‘Can you fly down this evening?’ she was asked by her boss in the Delhi office of the BBC. ‘Yes, of course. I have to,’ replied Ayeshea Perera, a Sri Lankan journalist. She was talking from Colombo to David Amanor of the World Service’s The Fifth Floor, which looks at current news stories from the perspective of those intimately involved with them and is always worth catching for its alternative, less formal approach and Amanor’s gentle probing to find the real story. Perera described the chaos on arriving at the airport in the Sri Lankan capital on the evening of Easter Day and the weirdness of going to see the Church of St Anthony next morning to find that from the outside it looked just as she had always known it. Only when she looked more closely did she notice the scattered shards of glass, the bloodstains on the road, and that the church clock had stopped at 8.45.

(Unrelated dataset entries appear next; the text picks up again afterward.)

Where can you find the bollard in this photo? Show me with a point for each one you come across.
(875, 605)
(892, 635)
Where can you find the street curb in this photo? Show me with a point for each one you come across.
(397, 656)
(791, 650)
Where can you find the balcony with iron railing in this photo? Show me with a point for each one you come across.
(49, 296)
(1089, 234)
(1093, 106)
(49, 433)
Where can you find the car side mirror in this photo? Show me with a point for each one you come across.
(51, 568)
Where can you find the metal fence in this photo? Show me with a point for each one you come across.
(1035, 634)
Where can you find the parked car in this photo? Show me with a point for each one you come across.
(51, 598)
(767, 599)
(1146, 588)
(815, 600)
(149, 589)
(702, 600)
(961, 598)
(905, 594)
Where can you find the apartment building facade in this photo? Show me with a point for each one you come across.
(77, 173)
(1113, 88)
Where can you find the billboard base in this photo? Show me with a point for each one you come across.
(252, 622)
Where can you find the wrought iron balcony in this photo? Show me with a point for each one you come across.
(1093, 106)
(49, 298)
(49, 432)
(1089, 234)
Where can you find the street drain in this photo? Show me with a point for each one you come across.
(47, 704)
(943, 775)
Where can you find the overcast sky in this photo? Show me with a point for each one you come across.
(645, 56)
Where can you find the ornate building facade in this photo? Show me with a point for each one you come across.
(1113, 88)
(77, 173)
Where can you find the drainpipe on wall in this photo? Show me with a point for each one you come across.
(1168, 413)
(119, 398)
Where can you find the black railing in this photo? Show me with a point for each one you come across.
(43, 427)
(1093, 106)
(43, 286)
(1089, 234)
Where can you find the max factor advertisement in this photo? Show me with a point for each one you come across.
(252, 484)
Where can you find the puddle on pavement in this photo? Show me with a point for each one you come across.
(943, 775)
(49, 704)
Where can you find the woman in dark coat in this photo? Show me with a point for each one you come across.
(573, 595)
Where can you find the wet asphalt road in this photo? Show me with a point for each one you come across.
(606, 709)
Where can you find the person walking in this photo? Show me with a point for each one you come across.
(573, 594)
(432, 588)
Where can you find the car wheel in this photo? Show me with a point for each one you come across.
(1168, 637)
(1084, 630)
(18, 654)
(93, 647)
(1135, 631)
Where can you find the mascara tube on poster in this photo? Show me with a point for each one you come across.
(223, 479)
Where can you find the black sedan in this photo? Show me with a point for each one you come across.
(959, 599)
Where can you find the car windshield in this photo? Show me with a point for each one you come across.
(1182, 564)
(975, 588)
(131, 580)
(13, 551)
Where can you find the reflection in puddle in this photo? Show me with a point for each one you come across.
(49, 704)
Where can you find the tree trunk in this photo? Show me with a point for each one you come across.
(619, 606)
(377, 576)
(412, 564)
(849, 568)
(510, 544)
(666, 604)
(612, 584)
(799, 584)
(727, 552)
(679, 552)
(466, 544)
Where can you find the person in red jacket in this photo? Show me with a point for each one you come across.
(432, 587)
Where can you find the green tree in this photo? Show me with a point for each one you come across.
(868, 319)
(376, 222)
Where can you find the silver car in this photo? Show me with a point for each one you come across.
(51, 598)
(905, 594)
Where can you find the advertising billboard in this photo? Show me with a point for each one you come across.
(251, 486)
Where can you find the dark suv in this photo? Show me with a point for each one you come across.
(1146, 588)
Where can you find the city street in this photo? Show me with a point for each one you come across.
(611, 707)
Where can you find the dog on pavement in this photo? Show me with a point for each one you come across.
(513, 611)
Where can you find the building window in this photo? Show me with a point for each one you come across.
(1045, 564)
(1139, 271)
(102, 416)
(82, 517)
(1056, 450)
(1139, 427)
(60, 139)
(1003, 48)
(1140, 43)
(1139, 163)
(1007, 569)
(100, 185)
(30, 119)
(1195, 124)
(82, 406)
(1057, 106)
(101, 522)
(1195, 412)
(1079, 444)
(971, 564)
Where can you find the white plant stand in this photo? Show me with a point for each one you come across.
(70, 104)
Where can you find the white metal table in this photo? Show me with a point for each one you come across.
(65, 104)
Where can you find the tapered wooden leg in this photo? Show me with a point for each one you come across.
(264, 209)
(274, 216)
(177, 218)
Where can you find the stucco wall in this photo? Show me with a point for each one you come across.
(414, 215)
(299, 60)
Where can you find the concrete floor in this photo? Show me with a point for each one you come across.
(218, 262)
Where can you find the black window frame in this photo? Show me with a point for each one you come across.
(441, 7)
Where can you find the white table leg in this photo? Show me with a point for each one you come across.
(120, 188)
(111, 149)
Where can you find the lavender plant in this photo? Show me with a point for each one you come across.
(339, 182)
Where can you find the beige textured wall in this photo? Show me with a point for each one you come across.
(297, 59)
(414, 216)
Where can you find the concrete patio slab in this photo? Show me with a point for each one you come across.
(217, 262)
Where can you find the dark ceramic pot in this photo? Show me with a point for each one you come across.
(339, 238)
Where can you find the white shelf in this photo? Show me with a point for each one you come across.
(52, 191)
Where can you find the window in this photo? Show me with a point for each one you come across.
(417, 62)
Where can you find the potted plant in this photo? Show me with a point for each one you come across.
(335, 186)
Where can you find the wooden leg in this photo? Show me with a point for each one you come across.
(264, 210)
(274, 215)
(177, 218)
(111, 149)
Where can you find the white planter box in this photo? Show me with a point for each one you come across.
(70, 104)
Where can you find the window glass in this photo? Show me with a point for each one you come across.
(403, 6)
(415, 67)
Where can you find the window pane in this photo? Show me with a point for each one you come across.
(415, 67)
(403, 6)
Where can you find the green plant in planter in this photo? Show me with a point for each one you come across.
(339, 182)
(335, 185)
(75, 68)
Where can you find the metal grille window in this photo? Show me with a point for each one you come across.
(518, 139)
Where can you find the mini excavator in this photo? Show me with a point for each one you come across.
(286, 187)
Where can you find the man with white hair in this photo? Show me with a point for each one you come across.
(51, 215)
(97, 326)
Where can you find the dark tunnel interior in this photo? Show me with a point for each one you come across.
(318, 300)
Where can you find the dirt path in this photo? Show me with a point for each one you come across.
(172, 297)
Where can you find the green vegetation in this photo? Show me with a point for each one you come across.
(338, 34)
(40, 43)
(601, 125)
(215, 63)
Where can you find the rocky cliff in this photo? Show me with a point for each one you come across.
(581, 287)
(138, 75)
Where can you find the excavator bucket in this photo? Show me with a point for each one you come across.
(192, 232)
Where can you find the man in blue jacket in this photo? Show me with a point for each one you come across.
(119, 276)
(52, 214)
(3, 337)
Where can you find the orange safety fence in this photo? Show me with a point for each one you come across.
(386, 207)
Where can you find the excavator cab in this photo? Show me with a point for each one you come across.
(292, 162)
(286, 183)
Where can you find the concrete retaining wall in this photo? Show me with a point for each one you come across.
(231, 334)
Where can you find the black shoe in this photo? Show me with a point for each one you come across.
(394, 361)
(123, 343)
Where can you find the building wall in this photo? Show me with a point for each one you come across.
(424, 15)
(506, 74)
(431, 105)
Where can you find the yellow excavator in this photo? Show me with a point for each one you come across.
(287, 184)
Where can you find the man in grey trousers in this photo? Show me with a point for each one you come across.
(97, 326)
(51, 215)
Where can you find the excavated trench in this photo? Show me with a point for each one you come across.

‘When you have a connection, as a Sri Lankan, it’s difficult to report the facts,’ said Perera. It’s physically and emotionally exhausting; there’s more at stake. People were thrusting mobile phones at her to prove they had been there, inside the church, when the bomb went off, showing her pictures of overturned pews and worshippers covered in blood. Others were screaming, shouting, moaning for their loved ones lost in the bombing. It was like walking into ‘a wall of raw grief,’ Perera said.
She grew up in Colombo when it was still a heavily militarised city, with roadblocks everywhere, before the civil war of 2009 put an end to the sporadic bomb attacks. As a teenager, she could be stopped three or four times just on her way to buy a takeaway after a late night out.